В лесу, за Быстрицей, зажелтели гроздья рябины.

Земляника отошла, грибов еще нет, и дачникам, вроде Семена Семеновича, занять себя нечем. Одно было занятие: смотреть, как снимают кино. Однако «свадьба» сыграна; дом, который все лето украшал косогор, разобрали и увезли в Лужки, на центральную усадьбу колхоза, и там все те же братья Кубаркины ставят его на каменный фундамент, Митька подрядился класть печку; он выговорил себе аккордную оплату, и последние два-три дня не ночевал даже дома: знать, работает с темна до темна.

Косогор теперь пуст, просторен. Трава вдоль всего склона вытоптана, а на том месте, где стоял дом, и вовсе остался черный квадрат, и печально стоят две березы, посаженные у крыльца. Молодые, майские листья на них почернели, засохли; ветер обтрепал их.

Не разносится над деревней музыка из динамиков. Не щелкают и не свистят возле изб транзисторы: съемочная группа, уложив все оборудование в машины, уехала. Уехал и Славка на своем фургоне-электростанции. Поразъехались и гости, вносившие суматоху в размеренную жизнь деревни, и жизнь эта снова продолжала идти своим привычным чередом. По утрам стучал клюкой у подворотен дед Шумаев, собирая стадо; кричал Игнат Тележников, скликая баб на работу; старухи носили коромыслами воду с реки, а в полдень ходили в стойло доить коров.

Однажды, вот в это самое время, когда бабы вернулись из стойла, Тутаев ворошил сено на поляне перед домом.

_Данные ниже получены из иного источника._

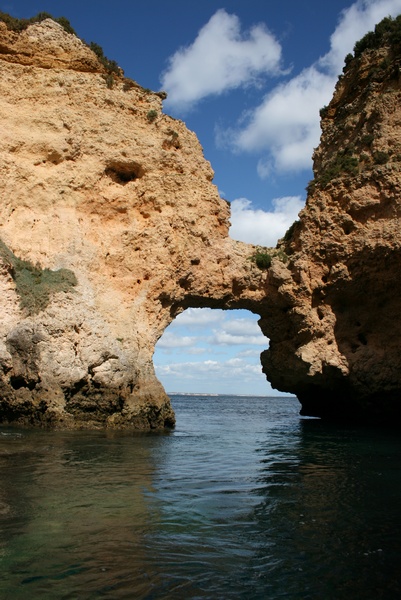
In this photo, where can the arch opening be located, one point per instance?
(212, 351)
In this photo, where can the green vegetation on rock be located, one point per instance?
(18, 25)
(263, 258)
(34, 285)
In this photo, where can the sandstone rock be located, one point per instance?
(97, 182)
(333, 326)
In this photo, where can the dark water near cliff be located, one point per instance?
(243, 500)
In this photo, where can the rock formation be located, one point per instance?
(333, 317)
(110, 226)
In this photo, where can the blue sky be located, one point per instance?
(249, 77)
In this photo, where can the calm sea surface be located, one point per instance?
(244, 499)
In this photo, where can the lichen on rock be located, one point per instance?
(110, 227)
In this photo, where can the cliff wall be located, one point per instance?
(334, 309)
(110, 226)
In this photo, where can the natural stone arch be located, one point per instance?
(205, 350)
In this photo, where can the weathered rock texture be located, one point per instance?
(110, 226)
(334, 318)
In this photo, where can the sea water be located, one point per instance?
(244, 499)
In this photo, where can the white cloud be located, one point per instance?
(221, 58)
(242, 327)
(213, 369)
(198, 317)
(286, 123)
(170, 340)
(228, 339)
(260, 227)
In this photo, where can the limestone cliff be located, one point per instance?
(110, 226)
(333, 316)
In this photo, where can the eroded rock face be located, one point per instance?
(96, 181)
(333, 316)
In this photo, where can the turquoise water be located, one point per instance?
(244, 499)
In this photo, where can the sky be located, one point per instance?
(249, 77)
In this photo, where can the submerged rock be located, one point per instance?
(111, 226)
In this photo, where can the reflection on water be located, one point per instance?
(243, 500)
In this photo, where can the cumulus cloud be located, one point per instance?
(211, 369)
(170, 340)
(263, 228)
(221, 58)
(198, 317)
(286, 123)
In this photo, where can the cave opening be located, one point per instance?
(212, 352)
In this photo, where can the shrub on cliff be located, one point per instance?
(15, 24)
(34, 285)
(387, 32)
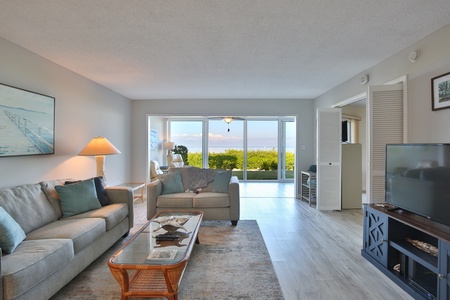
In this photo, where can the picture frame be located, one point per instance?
(153, 140)
(27, 122)
(440, 92)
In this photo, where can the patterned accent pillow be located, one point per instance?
(171, 183)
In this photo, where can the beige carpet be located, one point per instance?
(229, 263)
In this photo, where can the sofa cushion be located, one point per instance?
(83, 232)
(28, 205)
(32, 262)
(171, 183)
(178, 200)
(49, 189)
(78, 197)
(210, 199)
(113, 214)
(99, 189)
(11, 234)
(221, 182)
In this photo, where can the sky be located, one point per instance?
(261, 135)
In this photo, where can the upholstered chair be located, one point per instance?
(175, 160)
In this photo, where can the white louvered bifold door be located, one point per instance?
(328, 158)
(385, 120)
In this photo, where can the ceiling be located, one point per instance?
(225, 49)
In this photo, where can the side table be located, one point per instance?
(135, 186)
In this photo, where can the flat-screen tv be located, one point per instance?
(418, 179)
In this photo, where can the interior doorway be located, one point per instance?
(354, 110)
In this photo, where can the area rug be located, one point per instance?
(231, 262)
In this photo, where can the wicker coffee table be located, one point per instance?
(147, 267)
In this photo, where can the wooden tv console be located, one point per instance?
(385, 245)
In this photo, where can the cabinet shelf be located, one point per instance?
(427, 260)
(419, 273)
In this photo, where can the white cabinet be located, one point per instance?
(308, 187)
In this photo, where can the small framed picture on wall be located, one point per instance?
(440, 92)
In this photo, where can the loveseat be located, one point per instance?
(53, 236)
(215, 192)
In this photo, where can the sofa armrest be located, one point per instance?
(154, 189)
(234, 198)
(120, 194)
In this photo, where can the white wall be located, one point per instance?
(84, 110)
(424, 125)
(141, 108)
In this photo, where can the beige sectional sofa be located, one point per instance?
(218, 199)
(57, 248)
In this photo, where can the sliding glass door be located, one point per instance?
(254, 148)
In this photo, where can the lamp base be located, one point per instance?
(100, 162)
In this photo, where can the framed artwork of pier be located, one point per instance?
(27, 122)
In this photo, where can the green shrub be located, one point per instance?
(234, 159)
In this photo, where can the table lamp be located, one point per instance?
(99, 147)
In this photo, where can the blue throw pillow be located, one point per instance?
(99, 188)
(11, 234)
(221, 182)
(78, 198)
(171, 183)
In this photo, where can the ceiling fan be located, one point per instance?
(227, 120)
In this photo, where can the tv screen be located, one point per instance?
(418, 179)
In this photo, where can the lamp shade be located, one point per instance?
(99, 146)
(169, 145)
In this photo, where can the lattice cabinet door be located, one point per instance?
(444, 270)
(376, 235)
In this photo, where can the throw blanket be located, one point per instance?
(199, 178)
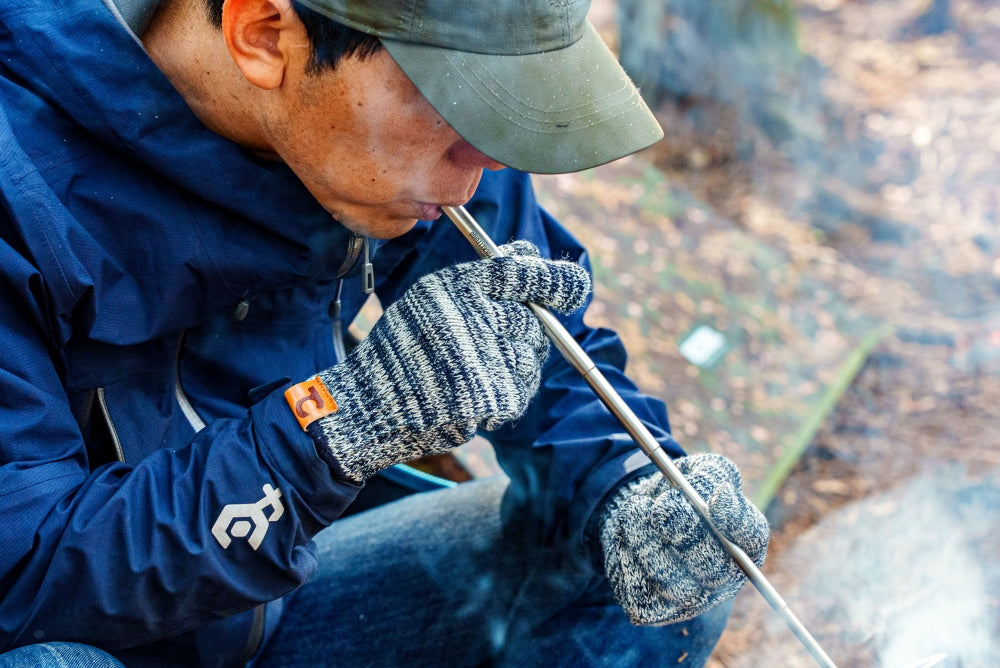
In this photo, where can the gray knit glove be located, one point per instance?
(664, 564)
(459, 350)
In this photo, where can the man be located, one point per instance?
(185, 458)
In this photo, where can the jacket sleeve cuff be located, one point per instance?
(290, 450)
(598, 489)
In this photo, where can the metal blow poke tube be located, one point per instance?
(577, 357)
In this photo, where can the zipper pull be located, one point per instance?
(367, 271)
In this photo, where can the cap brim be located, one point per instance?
(547, 113)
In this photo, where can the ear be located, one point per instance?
(258, 34)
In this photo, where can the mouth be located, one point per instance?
(428, 211)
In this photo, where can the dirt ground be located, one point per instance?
(923, 410)
(885, 540)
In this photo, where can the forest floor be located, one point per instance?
(885, 539)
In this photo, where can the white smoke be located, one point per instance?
(911, 573)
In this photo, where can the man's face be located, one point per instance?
(371, 149)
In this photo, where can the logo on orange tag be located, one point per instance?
(310, 400)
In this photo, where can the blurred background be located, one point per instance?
(807, 269)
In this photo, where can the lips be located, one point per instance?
(428, 211)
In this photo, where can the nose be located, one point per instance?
(464, 154)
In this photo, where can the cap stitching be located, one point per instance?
(611, 104)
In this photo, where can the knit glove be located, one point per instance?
(459, 350)
(663, 562)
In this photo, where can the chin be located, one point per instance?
(380, 228)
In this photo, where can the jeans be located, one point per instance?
(453, 578)
(58, 655)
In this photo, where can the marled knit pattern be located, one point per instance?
(664, 564)
(458, 351)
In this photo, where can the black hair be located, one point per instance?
(330, 40)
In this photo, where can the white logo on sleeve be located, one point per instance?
(238, 520)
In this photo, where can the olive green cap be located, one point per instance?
(529, 83)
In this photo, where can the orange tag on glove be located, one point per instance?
(310, 400)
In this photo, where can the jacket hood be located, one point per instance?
(134, 167)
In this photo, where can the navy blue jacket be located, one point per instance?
(129, 418)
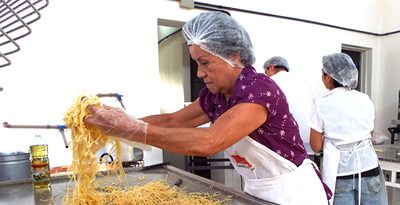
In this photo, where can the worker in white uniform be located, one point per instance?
(300, 95)
(343, 126)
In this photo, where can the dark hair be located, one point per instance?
(335, 83)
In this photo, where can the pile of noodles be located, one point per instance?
(86, 141)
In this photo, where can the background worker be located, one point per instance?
(342, 126)
(249, 114)
(300, 96)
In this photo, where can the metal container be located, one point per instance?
(21, 192)
(14, 166)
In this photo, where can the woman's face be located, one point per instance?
(218, 75)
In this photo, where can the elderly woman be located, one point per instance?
(249, 114)
(343, 127)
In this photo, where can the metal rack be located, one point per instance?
(16, 16)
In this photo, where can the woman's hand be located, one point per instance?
(115, 122)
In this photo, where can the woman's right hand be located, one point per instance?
(116, 122)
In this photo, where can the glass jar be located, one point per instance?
(40, 166)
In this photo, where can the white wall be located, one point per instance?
(111, 46)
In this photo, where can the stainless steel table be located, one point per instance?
(21, 192)
(389, 159)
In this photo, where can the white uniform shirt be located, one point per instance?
(301, 98)
(347, 117)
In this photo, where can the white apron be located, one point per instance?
(331, 160)
(270, 177)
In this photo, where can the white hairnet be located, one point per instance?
(220, 35)
(341, 68)
(277, 61)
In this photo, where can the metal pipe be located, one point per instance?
(59, 127)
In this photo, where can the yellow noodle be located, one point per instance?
(86, 141)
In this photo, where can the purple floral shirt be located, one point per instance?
(280, 132)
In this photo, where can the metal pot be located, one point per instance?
(14, 166)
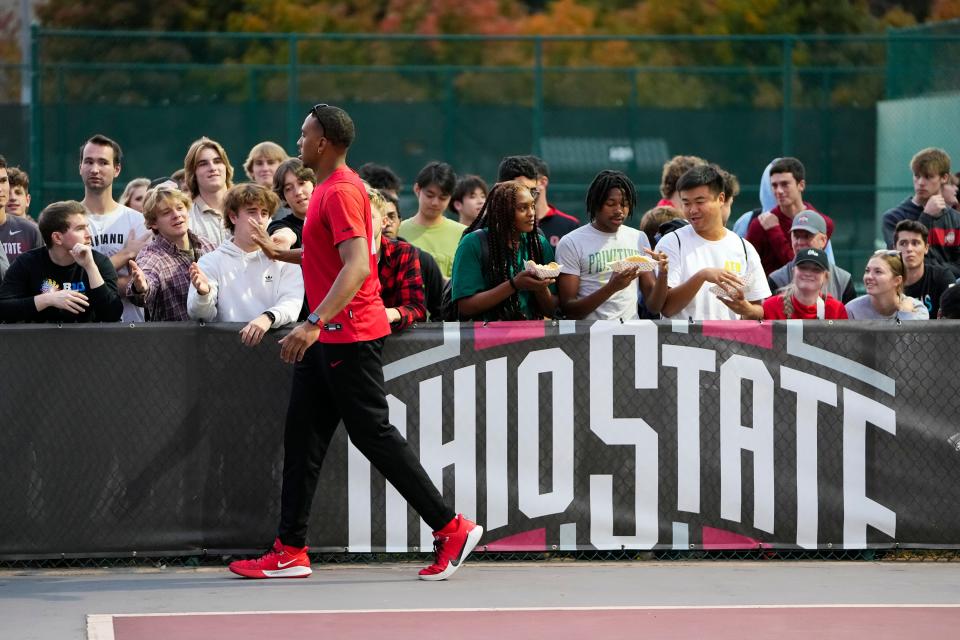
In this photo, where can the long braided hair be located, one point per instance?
(498, 216)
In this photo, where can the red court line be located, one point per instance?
(823, 623)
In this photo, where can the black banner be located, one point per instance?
(167, 438)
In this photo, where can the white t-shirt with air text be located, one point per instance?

Неожиданно с проулка к дому Зазыкиных вывернулся крытый брезентом грузовик. Обдавая сизоватым дымком сено, подкатил к крыльцу — той, Митькиной, половины. Тутаев подумал сначала, что это привезли хозяина. Митьку часто подбирали пьяного где-нибудь в городе и привозили домой на таких вот фургонах. Однако, приглядевшись, Семен Семенович с удивлением увидел, что это автолавка.

У самого крыльца машина остановилась. Из кабинки выпрыгнула Галя. Одета она была непривычно: вместо платья — брюки и цветастая кофточка. Но и это в общем-то мальчишеское одеяние ей шло. Брюки больше, чем платье, подчеркивали ее аккуратность.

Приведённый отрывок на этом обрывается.